Muitas vulnerabilidades
No entanto, a maior parte das vulnerabilidades apontadas pelo Inesc permanece no texto que deverá ser aprovado pela CAE nesta terça-feira (08). As parcerias não são condicionadas à apreciação do Legislativo. Não há remissão de violações ao código penal, à lei de improbidade administrativa e à lei de crimes fiscais - as únicas penalidades por descumprimento são multas. As contraprestações são excessivamente abrangentes, com o poder público podendo arcar com remuneração integral ou oferecer adicional de tarifa ao parceiro privado. Não há garantias para não haver sucateamento do bem ou serviço nos últimos anos do contrato, como a retenção de parcelas em caução a serem devolvidas no final, como ocorre na Inglaterra. São dadas diversas garantias, como seguro e fundo fiduciário, sem a devida regulamentação em lei.

Grande parte dos recursos públicos que financiarão as PPP serão extra-orçamentários, o que prejudica o controle social. O correto, segundo o Inesc, seria que as despesas com PPP estivessem contabilizadas em rubrica específica do orçamento, ainda que realizadas através de instituições financeiras oficiais ou de fundos públicos. Também deveria ser garantido amplo acesso público, em meio eletrônico, ao Sistema Integrado de Administração Financeira (Siafi) e ao Sistema de Informações Gerenciais e de Planejamento (Sigplan), ou a seus equivalentes nos estados e municípios, visando o monitoramento da execução orçamentária, financeira e física de todos os recursos públicos. O uso de arbitragem para solução de conflitos decorrentes da execução do contrato é estranho. Escapa do poder judiciário e pode estipular foro internacional, o que não garante a preservação do interesse público nacional. O correto seria estabelecer que o foro é nacional e que precisam ser observadas as normas do direito público e dos princípios da teoria geral dos contratos, além das disposições do direito privado.

"Tudo que é importante é remetido aos contratos, que são firmados discricionariamente por cada administrador público", adverte o parecer do Inesc.

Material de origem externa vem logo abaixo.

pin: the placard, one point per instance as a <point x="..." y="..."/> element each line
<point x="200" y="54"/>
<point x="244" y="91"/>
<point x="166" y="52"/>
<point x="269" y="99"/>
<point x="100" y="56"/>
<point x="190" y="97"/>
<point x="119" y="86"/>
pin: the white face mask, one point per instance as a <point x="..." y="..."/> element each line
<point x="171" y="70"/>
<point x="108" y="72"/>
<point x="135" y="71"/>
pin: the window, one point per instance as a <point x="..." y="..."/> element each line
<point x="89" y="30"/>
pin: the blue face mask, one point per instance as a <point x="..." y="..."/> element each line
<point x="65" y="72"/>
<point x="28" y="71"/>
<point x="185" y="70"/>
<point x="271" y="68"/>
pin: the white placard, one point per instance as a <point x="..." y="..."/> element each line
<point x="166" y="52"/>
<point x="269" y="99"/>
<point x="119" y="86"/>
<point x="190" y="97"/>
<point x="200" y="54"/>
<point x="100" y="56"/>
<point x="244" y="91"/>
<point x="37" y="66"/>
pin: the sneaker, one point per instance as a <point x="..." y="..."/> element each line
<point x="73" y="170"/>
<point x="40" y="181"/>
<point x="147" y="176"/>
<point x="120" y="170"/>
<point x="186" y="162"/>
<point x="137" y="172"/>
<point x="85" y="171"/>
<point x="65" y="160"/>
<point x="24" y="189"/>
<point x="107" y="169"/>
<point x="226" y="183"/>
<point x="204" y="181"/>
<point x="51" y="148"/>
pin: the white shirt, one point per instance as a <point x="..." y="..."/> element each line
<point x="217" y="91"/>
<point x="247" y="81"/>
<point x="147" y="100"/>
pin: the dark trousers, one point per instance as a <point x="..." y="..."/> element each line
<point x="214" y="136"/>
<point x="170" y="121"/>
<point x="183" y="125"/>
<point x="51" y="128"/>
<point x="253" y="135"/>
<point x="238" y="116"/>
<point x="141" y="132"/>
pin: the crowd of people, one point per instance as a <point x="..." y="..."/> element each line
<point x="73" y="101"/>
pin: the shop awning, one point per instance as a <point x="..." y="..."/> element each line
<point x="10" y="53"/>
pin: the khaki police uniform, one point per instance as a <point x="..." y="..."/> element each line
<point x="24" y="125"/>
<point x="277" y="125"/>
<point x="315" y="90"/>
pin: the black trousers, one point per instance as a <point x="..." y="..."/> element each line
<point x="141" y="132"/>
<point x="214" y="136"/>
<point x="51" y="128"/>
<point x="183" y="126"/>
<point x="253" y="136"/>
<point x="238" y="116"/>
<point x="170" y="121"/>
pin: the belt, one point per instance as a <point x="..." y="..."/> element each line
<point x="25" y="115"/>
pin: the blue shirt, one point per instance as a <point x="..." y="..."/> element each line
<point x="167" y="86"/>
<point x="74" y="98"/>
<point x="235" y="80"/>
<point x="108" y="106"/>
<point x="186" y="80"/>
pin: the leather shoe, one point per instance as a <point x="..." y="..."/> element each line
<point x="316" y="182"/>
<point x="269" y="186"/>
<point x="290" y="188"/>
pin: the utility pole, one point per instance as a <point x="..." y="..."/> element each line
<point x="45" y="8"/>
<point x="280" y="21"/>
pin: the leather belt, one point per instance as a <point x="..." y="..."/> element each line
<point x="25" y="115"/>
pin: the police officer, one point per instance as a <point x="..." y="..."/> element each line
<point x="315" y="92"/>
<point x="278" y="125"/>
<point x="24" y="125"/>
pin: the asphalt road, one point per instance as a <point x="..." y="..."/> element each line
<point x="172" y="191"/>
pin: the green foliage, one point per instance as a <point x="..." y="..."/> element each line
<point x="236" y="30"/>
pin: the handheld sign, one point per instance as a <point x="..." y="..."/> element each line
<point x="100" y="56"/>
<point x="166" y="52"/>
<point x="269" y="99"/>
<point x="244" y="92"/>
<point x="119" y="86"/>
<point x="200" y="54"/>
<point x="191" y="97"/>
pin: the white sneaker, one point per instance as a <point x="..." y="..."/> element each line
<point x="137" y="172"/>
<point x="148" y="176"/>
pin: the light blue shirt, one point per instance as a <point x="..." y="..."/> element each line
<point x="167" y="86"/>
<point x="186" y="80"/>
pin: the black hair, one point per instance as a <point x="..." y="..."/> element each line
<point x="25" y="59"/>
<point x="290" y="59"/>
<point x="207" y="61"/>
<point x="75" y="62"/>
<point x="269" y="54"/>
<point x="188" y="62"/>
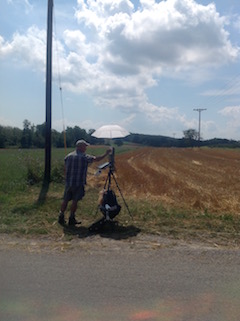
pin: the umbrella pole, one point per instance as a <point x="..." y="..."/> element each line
<point x="111" y="173"/>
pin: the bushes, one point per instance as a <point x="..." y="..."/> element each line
<point x="35" y="172"/>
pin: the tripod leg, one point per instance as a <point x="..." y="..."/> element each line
<point x="121" y="195"/>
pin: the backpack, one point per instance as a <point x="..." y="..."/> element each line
<point x="110" y="207"/>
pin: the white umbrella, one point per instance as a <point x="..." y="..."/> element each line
<point x="110" y="131"/>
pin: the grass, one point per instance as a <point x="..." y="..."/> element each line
<point x="22" y="214"/>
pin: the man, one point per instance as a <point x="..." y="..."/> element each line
<point x="75" y="170"/>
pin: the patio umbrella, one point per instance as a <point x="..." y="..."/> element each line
<point x="110" y="131"/>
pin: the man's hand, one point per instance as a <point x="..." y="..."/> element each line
<point x="109" y="150"/>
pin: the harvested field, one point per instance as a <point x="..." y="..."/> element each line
<point x="201" y="179"/>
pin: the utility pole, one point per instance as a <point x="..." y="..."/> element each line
<point x="48" y="127"/>
<point x="199" y="110"/>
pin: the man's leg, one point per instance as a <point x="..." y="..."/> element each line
<point x="78" y="194"/>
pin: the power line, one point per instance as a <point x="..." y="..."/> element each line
<point x="60" y="85"/>
<point x="199" y="110"/>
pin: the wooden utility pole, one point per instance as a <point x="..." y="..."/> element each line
<point x="48" y="129"/>
<point x="199" y="110"/>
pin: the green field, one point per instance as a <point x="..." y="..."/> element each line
<point x="21" y="178"/>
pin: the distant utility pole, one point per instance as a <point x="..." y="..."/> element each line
<point x="48" y="128"/>
<point x="199" y="121"/>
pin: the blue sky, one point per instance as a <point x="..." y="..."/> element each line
<point x="144" y="65"/>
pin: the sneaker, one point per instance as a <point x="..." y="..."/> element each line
<point x="72" y="221"/>
<point x="61" y="219"/>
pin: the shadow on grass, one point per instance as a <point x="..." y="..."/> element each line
<point x="43" y="193"/>
<point x="116" y="232"/>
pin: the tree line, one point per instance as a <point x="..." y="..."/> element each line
<point x="32" y="136"/>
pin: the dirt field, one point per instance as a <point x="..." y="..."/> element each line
<point x="202" y="179"/>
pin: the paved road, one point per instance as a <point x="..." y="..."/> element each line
<point x="118" y="280"/>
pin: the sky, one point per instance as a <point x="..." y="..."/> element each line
<point x="142" y="64"/>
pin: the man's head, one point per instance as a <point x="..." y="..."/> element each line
<point x="81" y="145"/>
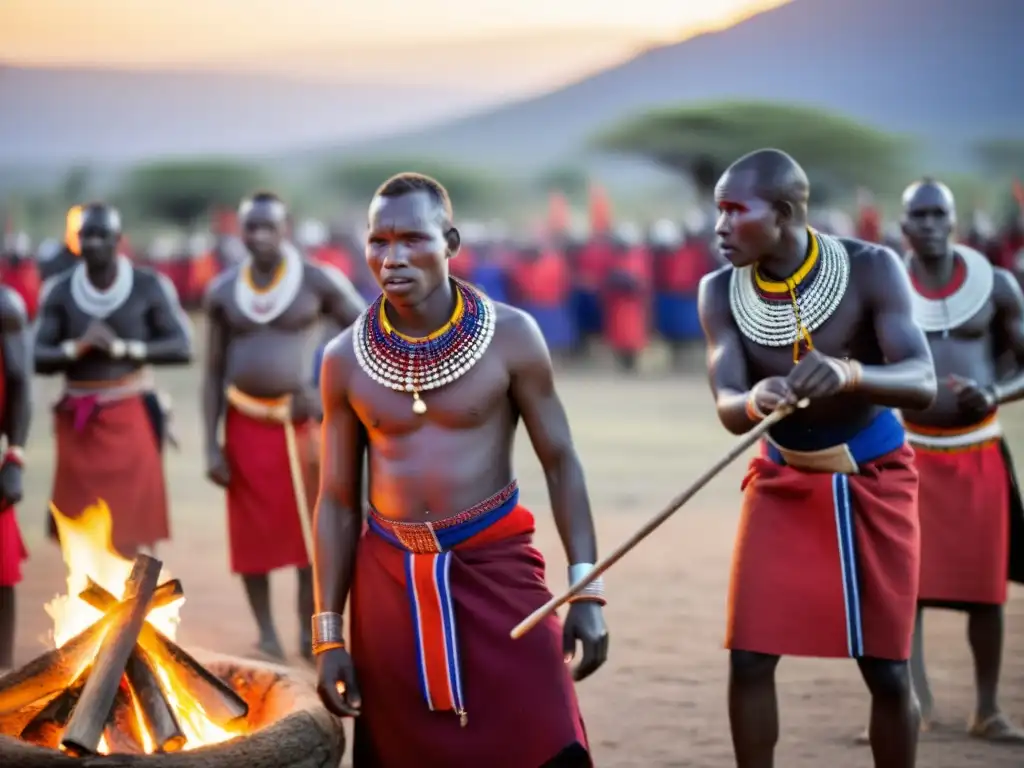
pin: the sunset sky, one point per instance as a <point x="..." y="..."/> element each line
<point x="165" y="32"/>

As concorrências feitas por PPP serão arriscadas porque desconsideram princípios e fundamentos das leis de licitações e de concessões públicas. O projeto está criando novas normas para as licitações que ferem princípios constitucionais e do direito público, como os da legalidade, da impessoalidade, da moralidade, da igualdade, da publicidade, da improbidade administrativa e do julgamento objetivo. Ferem também vários princípios da responsabilidade fiscal, como o equilíbrio fiscal permanente e o da prudência na assunção de riscos. "As PPPs legalizam a prática da corrupção e da irresponsabilidade fiscal", afirma o Inesc, que lutará para melhorar o projeto na Comissão de Constituição e Justiça do Senado, próxima etapa de discussão.

O relator responde que esse foi o consenso possível no momento para permitir o aumento da oferta e da variedade de serviços públicos, face à urgência na necessidade de retomada dos investimentos e do crescimento econômicos. "Qual política pública não corre o risco de ser desvirtuada?", questiona Raupp. Para ele, os eventuais excessos devem ser coibidos com transparência na gestão pública e controles administrativos e judiciais eficazes. "Se esses instrumentos não têm funcionado satisfatoriamente, então cabe-nos agir para que as deficiências existentes sejam sanadas", propõe o relator.